Materials and methods

Fabrication of microfluidic devices

The device was designed using AutoCAD software (Autodesk) and printed on acetate transparencies (Micro Lithography Services). The replica mould for fabricating the device was prepared through a single, standard photo-lithography step39 by spinning SU-8 3050 photoresist (MicroChem Corp.) onto a polished silicon wafer to a height of 50 μm. The UV exposure step was performed with a custom-built LED-based apparatus40 and the precise heights of the features measured by a profilometer (Dektak, Bruker). The mould was then used to generate poly(dimethylsiloxane) (PDMS; Dow Corning) based chips. The channels on the chips were sealed with a quartz slide (Advalue Technology, 76.2 × 25.4 × 1.0 mm) after their surfaces had been activated through an oxygen plasma (Diener electronic, 40% power for 15 s). Before injecting the solutions into the channels, the chips were exposed to an additional plasma oxidation step (80% power for 500 s) which rendered the channel surfaces more hydrophilic41.

Sample preparation

BSA and human lysozyme were purchased from Sigma Aldrich and used without further purification. The experiments were performed with the proteins, 2 mg mL−1 BSA and 5 mg mL−1 lysozyme, dissolved in 10 mM sodium phosphate buffer at pH 7.4. The buffer and the protein solutions were filtered before experiments (EMD MilliporeTM, MillexTM, 0.22 μm).

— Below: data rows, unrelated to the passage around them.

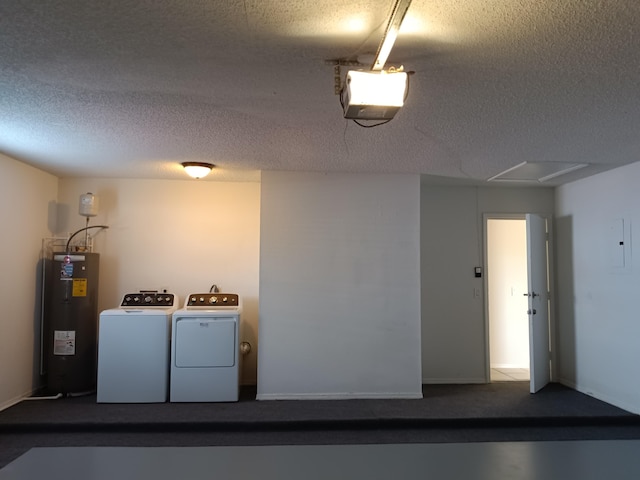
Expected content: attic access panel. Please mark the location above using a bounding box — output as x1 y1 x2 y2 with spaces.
488 162 588 183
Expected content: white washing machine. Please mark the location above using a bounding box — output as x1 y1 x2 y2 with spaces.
97 291 179 403
170 293 241 402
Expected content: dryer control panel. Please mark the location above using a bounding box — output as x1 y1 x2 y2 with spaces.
186 293 239 307
120 292 176 307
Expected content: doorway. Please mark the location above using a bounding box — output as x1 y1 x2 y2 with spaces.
486 217 530 382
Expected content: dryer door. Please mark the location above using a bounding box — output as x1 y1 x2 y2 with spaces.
174 317 236 367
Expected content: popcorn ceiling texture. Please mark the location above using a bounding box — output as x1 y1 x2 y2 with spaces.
1 1 639 184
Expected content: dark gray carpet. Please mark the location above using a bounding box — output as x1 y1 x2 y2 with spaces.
1 383 637 432
2 382 640 470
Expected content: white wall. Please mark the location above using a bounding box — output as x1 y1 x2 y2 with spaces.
57 178 261 384
420 185 554 383
555 161 640 413
257 172 422 399
0 154 58 409
8 157 634 409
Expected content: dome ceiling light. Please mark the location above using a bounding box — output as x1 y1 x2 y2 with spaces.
181 162 215 179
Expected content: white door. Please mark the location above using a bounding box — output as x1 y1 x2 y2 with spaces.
526 214 551 393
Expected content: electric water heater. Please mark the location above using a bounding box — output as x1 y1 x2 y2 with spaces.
43 252 100 394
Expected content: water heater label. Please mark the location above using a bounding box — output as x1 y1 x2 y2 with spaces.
53 331 76 355
60 263 74 279
72 278 88 297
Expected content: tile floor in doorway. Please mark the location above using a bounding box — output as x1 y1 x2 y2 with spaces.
491 367 530 381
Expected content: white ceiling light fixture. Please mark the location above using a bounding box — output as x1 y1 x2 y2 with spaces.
182 162 214 179
342 69 408 120
341 0 414 126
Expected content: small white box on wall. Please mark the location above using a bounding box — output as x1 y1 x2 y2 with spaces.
608 217 631 272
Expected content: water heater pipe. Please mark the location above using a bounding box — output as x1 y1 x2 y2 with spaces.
65 225 109 253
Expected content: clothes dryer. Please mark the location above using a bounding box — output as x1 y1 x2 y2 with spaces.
97 292 178 403
170 293 241 402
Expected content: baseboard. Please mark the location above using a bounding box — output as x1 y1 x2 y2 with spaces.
0 389 35 412
559 377 640 415
256 391 424 401
422 377 487 384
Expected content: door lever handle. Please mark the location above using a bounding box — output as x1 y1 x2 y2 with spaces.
523 292 540 298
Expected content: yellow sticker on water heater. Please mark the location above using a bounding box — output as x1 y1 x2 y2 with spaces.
72 278 88 297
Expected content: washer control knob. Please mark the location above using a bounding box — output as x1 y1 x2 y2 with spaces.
134 296 140 302
209 296 218 304
222 297 228 303
144 296 152 303
199 297 205 303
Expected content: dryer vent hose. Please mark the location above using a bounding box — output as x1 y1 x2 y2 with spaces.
240 342 252 355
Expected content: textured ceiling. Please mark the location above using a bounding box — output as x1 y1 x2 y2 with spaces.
1 0 639 185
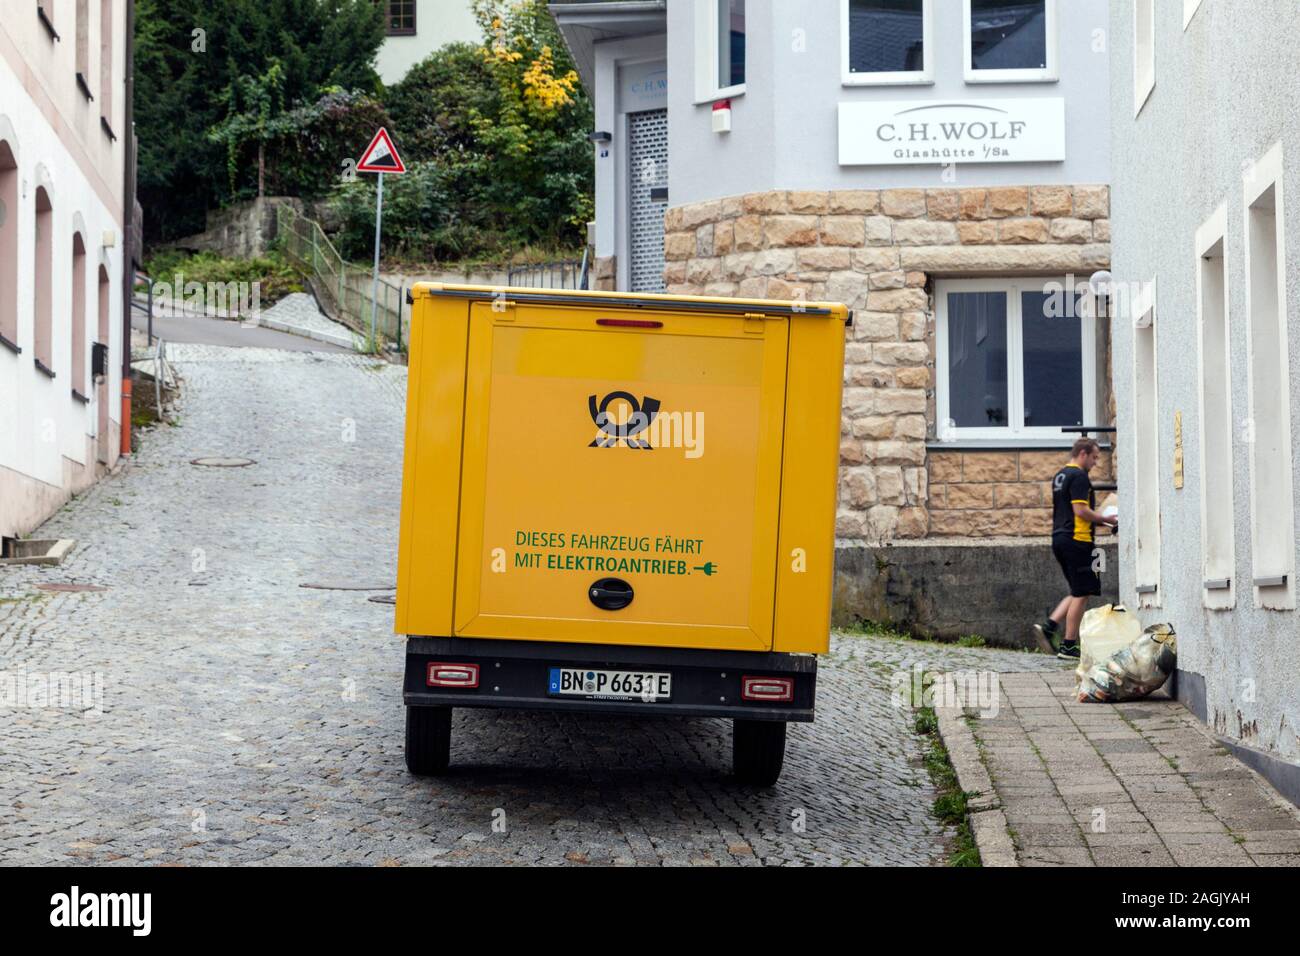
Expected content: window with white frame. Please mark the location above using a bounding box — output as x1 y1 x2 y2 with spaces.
1195 204 1234 608
842 0 933 86
1131 279 1161 605
936 278 1096 441
695 0 746 103
1243 142 1295 609
1133 0 1155 115
964 0 1057 83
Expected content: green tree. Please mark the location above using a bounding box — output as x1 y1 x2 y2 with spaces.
134 0 385 241
332 0 594 263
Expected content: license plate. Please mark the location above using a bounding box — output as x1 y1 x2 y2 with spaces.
548 667 671 701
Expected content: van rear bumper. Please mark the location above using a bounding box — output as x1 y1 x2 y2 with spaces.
404 636 816 722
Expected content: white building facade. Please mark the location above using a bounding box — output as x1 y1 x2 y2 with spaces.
373 0 481 85
1 0 130 542
1110 0 1300 803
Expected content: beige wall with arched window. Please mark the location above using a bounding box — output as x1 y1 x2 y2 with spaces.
33 186 54 374
0 138 16 350
71 231 87 397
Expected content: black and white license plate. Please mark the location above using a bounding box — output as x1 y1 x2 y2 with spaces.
548 667 671 701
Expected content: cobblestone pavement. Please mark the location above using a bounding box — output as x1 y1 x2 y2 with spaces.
966 672 1300 866
0 345 1065 866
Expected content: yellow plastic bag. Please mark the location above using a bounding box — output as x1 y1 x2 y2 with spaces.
1077 604 1142 675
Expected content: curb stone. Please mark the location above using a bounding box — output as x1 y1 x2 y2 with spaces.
934 675 1018 866
256 314 361 350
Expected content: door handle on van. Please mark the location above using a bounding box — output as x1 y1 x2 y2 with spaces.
589 578 634 611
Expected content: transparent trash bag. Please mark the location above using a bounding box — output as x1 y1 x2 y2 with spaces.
1078 604 1143 673
1077 623 1177 703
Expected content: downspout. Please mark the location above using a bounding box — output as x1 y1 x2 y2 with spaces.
119 0 136 456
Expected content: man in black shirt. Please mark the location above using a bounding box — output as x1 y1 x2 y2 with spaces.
1034 438 1117 659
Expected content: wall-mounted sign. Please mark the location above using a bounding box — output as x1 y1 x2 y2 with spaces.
619 62 667 113
838 98 1066 166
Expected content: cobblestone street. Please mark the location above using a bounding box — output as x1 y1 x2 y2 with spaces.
0 345 1066 866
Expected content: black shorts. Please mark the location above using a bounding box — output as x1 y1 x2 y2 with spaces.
1053 537 1101 597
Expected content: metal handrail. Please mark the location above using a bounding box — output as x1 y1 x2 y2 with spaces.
275 204 406 351
507 258 585 290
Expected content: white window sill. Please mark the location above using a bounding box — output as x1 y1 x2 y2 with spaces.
842 73 934 87
964 70 1059 84
1134 80 1155 117
928 438 1110 451
693 85 745 106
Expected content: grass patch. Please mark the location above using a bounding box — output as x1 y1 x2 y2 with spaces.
140 249 305 306
908 671 982 868
956 634 987 648
836 619 914 641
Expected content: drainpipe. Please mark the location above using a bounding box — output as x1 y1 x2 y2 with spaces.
119 0 136 456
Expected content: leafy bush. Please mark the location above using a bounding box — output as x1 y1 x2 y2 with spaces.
325 0 594 264
142 250 305 305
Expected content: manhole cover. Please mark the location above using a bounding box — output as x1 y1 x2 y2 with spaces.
300 583 396 592
367 594 397 605
36 583 108 593
190 457 256 468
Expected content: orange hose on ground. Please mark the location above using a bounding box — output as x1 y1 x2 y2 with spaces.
120 376 132 456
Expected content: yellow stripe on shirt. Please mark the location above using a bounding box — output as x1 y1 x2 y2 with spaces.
1071 501 1092 542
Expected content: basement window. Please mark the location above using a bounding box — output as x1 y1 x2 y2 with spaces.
1195 204 1234 608
1131 279 1161 607
936 277 1096 442
1243 143 1295 609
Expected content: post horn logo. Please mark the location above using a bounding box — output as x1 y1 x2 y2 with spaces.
589 391 661 449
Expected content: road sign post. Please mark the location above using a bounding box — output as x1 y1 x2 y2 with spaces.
370 172 383 351
355 127 407 352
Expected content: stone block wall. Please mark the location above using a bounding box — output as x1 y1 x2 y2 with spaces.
928 449 1116 537
834 539 1121 649
158 196 302 260
662 185 1111 544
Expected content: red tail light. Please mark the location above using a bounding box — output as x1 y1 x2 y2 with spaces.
426 662 480 688
597 318 663 329
741 676 793 702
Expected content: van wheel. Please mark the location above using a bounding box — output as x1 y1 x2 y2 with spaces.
732 719 786 786
405 705 452 775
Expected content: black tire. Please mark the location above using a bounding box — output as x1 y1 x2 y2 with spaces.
732 719 787 786
405 705 452 776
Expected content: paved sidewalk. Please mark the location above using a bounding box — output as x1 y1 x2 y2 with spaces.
939 671 1300 866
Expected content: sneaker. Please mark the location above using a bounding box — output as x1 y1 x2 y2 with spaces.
1033 620 1061 655
1056 640 1081 661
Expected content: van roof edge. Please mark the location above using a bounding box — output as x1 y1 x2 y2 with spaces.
410 282 846 318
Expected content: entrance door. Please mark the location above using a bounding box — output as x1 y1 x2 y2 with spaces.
627 108 668 293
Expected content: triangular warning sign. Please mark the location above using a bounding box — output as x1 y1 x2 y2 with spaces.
357 127 406 174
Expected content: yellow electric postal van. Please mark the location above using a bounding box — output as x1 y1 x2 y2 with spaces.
396 284 847 784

Device operation and calibration

The device was primed from its outlet with distilled water, following which gel loading tips (FisherbrandTM, 1–200 μL) filled with the sample and the relevant carrier media were inserted into their respective inlets. The device was operated by applying a negative pressure at its outlet using a 1 mL glass syringe (Hamilton®) connected to a syringe pump (Cetoni neMESYS) set to operate at 500 μL h−1. The syringe was connected to an off-chip Y-shaped connector (IDEX Health & Science) to keep the solutions from the two outlets of the device separated. The electrolyte solution (3 M KCl with 1 mg mL−1 BSA) was injected into its corresponding inlets similarly using 1 mL glass syringes. The electric potential was applied using a 500 V bench power supply (Elektro-Automatik EA-PS 9500-06) that had its terminals connected to hollow metal dispensing tips (20G, Intertonics) and inserted to the outlets of the electrolyte channels. The potential was varied in linear steps, images recorded using a deep-UV fluorescent microscope and current readings concurrently using a digital multimeter (Agilent Technologies 34401A, Santa Clara, CA). The measurements for determining the electrical resistance of the electrodes and estimating the effective electrical potential applied across the devices were performed in an identical manner but with the gel loading tips at the sample and carrier medium inlets replaced with those filled with 3 M KCl solution as has been described in detail earlier13. All measurements were performed at room temperature.

Optical detection in the deep UV-wavelength region

The movement of the protein molecules in the microfluidic chips was visualised using an inverted deep-UV fluorescence microscope as described earlier32. Briefly, the sample was illuminated using a 30 mW 280 nm LED (Thorlabs) exploiting the intrinsic fluorescence of aromatic residues of proteins in the deep-UV wavelength range. The light was passed through an aspherical lens of a focal length of 20 mm to get a nearly collimated beam and after this onto a dichroic filter cube (280/20–25 nm excitation, 357/44–25 nm emission, 310 nm dichroic beamsplitter). The reflected light from the dichroic mirror was focused onto the sample by an infinity corrected UV objective lens (Thorlabs LMU-10X-UVB; numerical aperture of NA = 0.25) and the emitted light collected through the same objective, passed through the emission filter and focused onto an EMCCD camera (Rolera EM-C2). All the used optics were made out of fused silica to enable high transmission in the UV wavelength region.